Why On Earth Do People Collect Coins?
Just why otherwise normal people spend perfectly good money on collectible coins is a very good question.
If you’re able to understand why people collect coins, you’ll be better work in with your fellow collectors, and better positioned take advantage of the many opportunities that are available.
If you’re looking for a quick answer that will tell you how to make a fortune in this market, you’ll probably want to skip this section. Stick with it though – you’ll give yourself a much better chance of being successful if you get a good understanding of what presses the average collector’s buttons.
The instinct to collect runs deep in many of us – collecting is a compulsion that can’t always be explained clearly, let alone be controlled by rational thought! There are as many different reasons for collecting as there are collectors and collections, however there are a number of broad reasons that people choose to collect coins over other items.
As physical items of money, coins are used every day in the following ways:
Coins are a medium of exchange, and are handed over most of the time when we buy and sell things;
Coins are also used as a unit of account – to express the prices of the things we buy and sell.
Coins are a modest store of value – they are tangible items that are saved, and if required, used in future to buy something.
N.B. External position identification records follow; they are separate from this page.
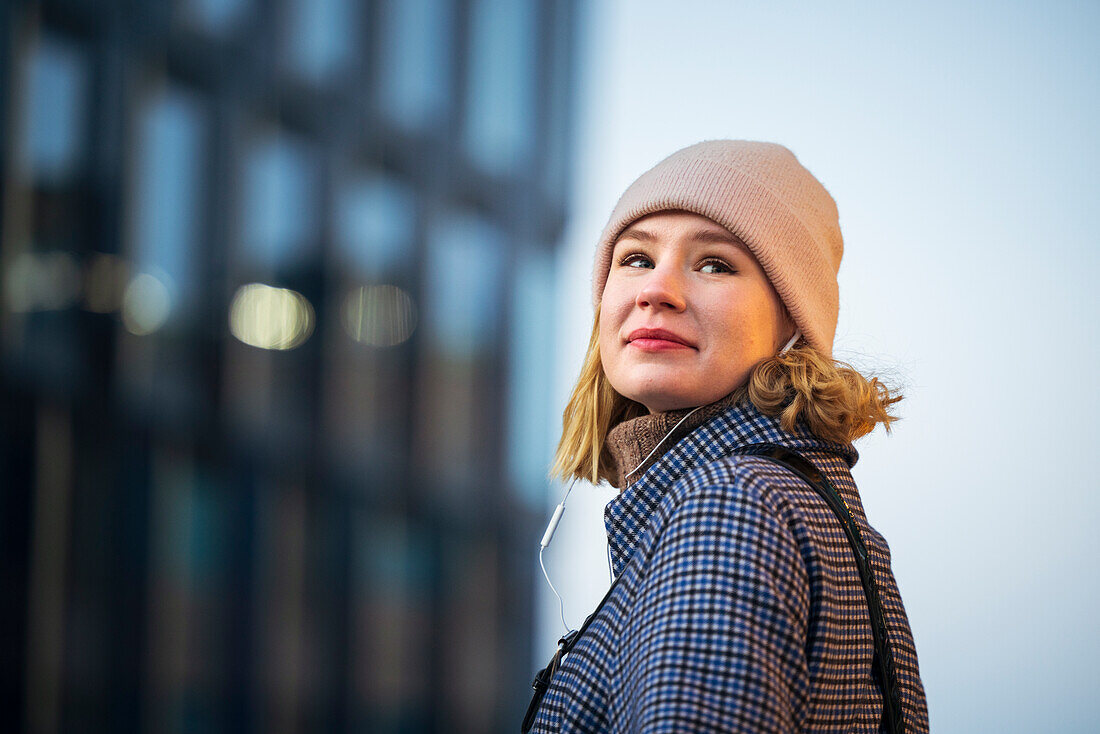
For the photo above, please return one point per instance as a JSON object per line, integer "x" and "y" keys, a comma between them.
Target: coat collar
{"x": 627, "y": 516}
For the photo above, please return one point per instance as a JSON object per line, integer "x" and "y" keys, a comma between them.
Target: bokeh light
{"x": 271, "y": 318}
{"x": 378, "y": 315}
Connecting With Early Memories of Money
Behavioral psychologists believe that some people collect in an effort to remember and relive their past, and when we consider the tasks that coins perform, we can see why many people are literally compelled to collect coins and paper money.
The time at which a child is first given the opportunity of sharing the responsibility of buying a household item regularly consumed by their family is important from developmental point of view – this small increase in independence marks just one of the phases of growth from child to adult, and can have very strong memories associated with it.
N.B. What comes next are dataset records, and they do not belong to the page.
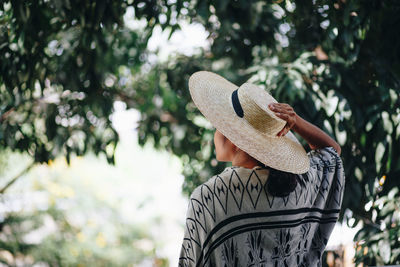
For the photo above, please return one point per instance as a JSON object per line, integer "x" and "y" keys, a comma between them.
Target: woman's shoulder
{"x": 324, "y": 156}
{"x": 217, "y": 182}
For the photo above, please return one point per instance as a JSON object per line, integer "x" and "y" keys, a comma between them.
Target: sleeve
{"x": 327, "y": 178}
{"x": 191, "y": 249}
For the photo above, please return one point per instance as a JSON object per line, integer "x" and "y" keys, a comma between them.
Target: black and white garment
{"x": 232, "y": 220}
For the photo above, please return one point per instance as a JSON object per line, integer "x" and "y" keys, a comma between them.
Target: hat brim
{"x": 211, "y": 93}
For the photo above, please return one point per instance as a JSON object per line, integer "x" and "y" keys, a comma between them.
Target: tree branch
{"x": 13, "y": 180}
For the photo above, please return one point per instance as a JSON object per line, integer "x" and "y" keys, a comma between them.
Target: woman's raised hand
{"x": 285, "y": 112}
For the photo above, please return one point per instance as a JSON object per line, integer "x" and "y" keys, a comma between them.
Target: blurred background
{"x": 100, "y": 144}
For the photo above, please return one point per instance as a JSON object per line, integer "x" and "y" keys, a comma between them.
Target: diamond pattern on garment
{"x": 207, "y": 197}
{"x": 193, "y": 231}
{"x": 199, "y": 213}
{"x": 237, "y": 189}
{"x": 270, "y": 198}
{"x": 221, "y": 192}
{"x": 254, "y": 188}
{"x": 256, "y": 256}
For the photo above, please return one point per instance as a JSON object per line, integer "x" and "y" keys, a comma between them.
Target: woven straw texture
{"x": 255, "y": 133}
Coins and notes can act as a strong reminder of the prices that everyday consumable items such as newspapers, milk or even a bus ticket used to command in earlier years, such figures can be seared into the memory of a child. Once the child becomes an adult, and sees or holds a tangible item that links them to those events from their childhood, it can evoke a range of proud and fond memories.
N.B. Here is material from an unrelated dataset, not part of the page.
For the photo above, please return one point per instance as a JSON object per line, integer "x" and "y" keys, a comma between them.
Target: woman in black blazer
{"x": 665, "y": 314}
I have clients who remember a parent or older relative using a certain coin or note in a particularly important purchase from their childhood, whether that be for something as seemingly mundane as a ticket to the cinema, or for something as significant as a new electric appliance, a car or even a property. These strong memories have driven these collectors to acquire a range of coins or notes, so they can share the stories of their importance with their children and grandchildren.
Parents and grandparents obviously play the major role in introducing money to children, it can be an event as simple as a child receiving a shiny, new coin as a Christmas or birthday gift that starts a lifelong fascination with coins and money.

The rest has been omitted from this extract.